La construction circulaire prend sa source dans la conception circulaire. Où se situe la Flandre à cet égard ?

Elle s’en tire bien, mais elle peut encore mieux faire. Un post-graduat en construction circulaire a déjà vu le jour, ce qui est une bonne chose. Mais il importe aussi d’intégrer la construction circulaire dans la formation de base des architectes. De nouvelles méthodes de construction, à l’instar du Cross Laminated Timber (CLT), pourraient également y trouver leur place. Mais il est certain que la transposition des principes d'écoconception de l'industrie dans la conception des bâtiments est également importante, et mérite l'attention nécessaire. En outre, les atouts du bois en tant que matériau de construction méritent d’être davantage mis en évidence dans la formation des architectes.

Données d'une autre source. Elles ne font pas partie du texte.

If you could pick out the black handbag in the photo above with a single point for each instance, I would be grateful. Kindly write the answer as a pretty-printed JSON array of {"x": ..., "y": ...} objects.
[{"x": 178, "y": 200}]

Comment voyez-vous l'avenir du bois labellisé, et quels sont les grands défis à relever ?

De plus en plus d’entreprises décrochent la certification, c’est de bon augure pour l’avenir. Le grand défi qui se pose : convaincre l'ensemble de la chaîne de valeur à se joindre au mouvement. Si certaines entreprises n’emboîtent pas le pas, c’est tout le reste de la chaîne qui sera fragilisé. Il en va de même si le maillon situé juste avant le consommateur final n’a pas de certification. Dans pareil cas, le consommateur ne sera pas convaincu par votre ambition de gestion durable des forêts, ce qui est assez regrettable. Cela dit, nous constatons bel et bien une demande accrue de produits labellisés, tant de la part des particuliers que, surtout, des professionnels. Qui plus est, le bois labellisé est devenu un incontournable dans toutes sortes de cahiers des charges. S’il ne vous est pas possible de répondre à la demande, vous êtes alors hors jeu.

Il est donc plus que jamais nécessaire de passer le mot ?

Je pense en effet que le secteur du bois investit déjà beaucoup dans la durabilité, mais il est important de passer le mot aux architectes, maîtres d'ouvrage et consommateurs finaux, par exemple. Si le secteur veut tirer parti de ces atouts, il doit unir ses forces, notamment via des campagnes collectives.